The Data Protection Act is one of many pieces of UK legislation which is principally about information security. If an organisation chooses to become compliant with the international information security standard ISO27001, then the standard will largely cover dealing with the relevant legislation as well. If not, then special efforts may be needed to comply with the legislative requirements.

Other areas of legislation will include those dealing with intellectual property, radio transmissions (for the transmission of information), personal and commercial privacy, structured information protection (such as databases or archives), the use of cryptography and so on.

Each country has its own legislation and it is vital that a suitably qualified and experienced practitioner in the relevant law of the land is consulted in areas where there might be some unusual legal issue to address.

In general, though, common sense and a realistic basic knowledge of the law as applicable in the relevant country will be held by most business managers. This should normally be enough for most of their information security work. In the UK, the Information Commissioner, who is responsible for the Data Protection Act and related legislation, provides a wealth of information to help improve the general understanding of what the various acts require.

Are there any other legal issues I need to worry about?

Perhaps the area most often neglected in terms of the relevant legislation is that of employment legislation. Unless the appropriate clauses are put into employment contracts, it is highly likely that it may be impossible to take legal or disciplinary action against individuals who do the wrong thing (deliberately or otherwise). See the topic on Employment Contracts.

In this respect, it is critical that appropriate statements are included in the contracts of third party suppliers. Very often, for example, a computer is sent off site for repair and it is merely assumed that the engineer will respect the privacy of the information stored on it.

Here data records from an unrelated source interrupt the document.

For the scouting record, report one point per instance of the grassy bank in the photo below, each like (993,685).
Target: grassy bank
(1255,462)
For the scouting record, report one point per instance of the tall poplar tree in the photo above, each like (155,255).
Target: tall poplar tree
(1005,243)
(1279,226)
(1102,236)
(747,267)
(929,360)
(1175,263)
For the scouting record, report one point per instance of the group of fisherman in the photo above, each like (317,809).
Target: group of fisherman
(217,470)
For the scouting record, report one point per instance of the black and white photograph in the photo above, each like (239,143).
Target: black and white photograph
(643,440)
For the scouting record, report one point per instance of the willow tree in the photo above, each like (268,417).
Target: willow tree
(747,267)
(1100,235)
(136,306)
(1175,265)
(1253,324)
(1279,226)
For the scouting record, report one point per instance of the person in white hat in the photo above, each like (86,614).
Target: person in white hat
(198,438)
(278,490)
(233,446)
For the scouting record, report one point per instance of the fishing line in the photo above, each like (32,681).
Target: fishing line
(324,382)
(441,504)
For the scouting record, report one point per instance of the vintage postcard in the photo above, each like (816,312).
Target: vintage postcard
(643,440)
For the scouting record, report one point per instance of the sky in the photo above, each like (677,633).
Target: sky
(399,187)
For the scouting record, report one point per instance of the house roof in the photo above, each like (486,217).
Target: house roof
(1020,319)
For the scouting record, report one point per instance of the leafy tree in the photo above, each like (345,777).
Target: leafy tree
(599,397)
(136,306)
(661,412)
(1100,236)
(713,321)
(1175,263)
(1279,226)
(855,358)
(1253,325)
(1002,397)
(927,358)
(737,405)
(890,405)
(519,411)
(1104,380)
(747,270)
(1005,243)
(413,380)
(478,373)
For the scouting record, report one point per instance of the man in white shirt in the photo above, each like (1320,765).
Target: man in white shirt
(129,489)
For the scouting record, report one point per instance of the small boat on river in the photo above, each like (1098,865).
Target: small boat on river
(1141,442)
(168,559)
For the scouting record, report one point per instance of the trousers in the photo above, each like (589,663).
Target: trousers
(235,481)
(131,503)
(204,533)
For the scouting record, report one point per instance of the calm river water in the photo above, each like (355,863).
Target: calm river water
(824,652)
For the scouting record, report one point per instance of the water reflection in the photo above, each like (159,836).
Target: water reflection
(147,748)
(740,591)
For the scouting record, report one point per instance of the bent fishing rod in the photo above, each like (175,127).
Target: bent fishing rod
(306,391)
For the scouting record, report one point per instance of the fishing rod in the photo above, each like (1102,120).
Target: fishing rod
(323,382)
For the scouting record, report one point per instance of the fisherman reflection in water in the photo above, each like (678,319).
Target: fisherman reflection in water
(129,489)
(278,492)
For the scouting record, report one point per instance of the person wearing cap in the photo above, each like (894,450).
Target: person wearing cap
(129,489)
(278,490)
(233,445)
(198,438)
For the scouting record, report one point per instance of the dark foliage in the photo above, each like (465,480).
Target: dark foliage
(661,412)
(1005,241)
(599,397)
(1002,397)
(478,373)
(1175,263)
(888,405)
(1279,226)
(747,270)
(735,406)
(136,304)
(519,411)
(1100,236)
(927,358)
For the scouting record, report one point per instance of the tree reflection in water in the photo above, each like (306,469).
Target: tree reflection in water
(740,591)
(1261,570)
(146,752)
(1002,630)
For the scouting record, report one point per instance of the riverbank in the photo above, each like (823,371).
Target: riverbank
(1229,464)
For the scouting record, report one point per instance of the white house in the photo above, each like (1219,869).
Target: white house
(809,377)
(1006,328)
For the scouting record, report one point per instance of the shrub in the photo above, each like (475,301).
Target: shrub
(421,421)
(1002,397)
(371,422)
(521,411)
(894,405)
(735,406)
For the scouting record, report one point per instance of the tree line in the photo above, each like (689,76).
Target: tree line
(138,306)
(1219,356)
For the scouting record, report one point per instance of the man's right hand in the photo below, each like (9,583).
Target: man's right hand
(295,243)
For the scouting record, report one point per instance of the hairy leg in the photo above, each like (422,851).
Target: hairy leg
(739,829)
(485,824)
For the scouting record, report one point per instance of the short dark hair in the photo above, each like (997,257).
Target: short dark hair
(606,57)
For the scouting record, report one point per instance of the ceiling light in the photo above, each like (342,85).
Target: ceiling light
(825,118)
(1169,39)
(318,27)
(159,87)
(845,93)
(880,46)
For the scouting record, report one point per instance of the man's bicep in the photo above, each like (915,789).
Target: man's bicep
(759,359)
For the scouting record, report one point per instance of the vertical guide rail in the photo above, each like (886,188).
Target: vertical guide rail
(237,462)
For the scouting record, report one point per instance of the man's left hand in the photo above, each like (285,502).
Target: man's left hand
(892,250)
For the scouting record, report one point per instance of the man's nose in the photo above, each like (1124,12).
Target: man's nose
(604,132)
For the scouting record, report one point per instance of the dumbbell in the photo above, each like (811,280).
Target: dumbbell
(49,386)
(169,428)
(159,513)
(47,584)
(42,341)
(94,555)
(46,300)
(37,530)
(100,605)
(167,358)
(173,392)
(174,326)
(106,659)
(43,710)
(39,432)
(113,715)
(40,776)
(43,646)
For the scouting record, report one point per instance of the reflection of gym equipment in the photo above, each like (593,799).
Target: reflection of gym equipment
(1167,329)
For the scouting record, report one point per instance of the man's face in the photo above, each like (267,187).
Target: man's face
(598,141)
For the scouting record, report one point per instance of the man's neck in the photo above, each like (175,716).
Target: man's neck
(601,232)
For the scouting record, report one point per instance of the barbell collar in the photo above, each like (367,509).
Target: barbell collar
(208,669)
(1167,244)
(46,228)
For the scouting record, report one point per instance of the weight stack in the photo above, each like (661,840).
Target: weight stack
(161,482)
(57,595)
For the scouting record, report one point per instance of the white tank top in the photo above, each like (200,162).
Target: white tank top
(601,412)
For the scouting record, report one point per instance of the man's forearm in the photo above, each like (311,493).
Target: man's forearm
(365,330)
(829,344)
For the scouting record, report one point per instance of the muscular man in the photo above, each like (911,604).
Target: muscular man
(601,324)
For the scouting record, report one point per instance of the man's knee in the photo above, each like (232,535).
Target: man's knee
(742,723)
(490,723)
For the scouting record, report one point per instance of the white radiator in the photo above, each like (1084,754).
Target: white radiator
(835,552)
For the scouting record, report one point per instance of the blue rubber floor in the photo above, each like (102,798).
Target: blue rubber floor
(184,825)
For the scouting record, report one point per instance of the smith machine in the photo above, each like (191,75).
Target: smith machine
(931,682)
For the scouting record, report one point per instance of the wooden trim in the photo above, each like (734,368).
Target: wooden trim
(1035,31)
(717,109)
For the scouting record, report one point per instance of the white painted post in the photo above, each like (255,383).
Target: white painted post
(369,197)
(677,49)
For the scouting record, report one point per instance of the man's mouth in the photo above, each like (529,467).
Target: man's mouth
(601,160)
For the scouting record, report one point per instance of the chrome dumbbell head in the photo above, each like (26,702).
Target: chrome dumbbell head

It is common nowadays to invite specialists to come in to test the integrity of computer system – to try and hack into it to make sure it is safe, an activity commonly known as penetration testing or ‘pen testing’. Without an appropriate and specialised contract, they may well be breaking the law in the pursuance of their work and the information to which they might gain access could be at risk. Naturally, any reputable company offering such services will have thought this through and will provide an acceptable contract. Nevertheless, it is the employing organisation that is principally at risk and needs to protect its interests. The manager in charge of such a piece of work should be well aware of the potential issues and how they are to be addressed.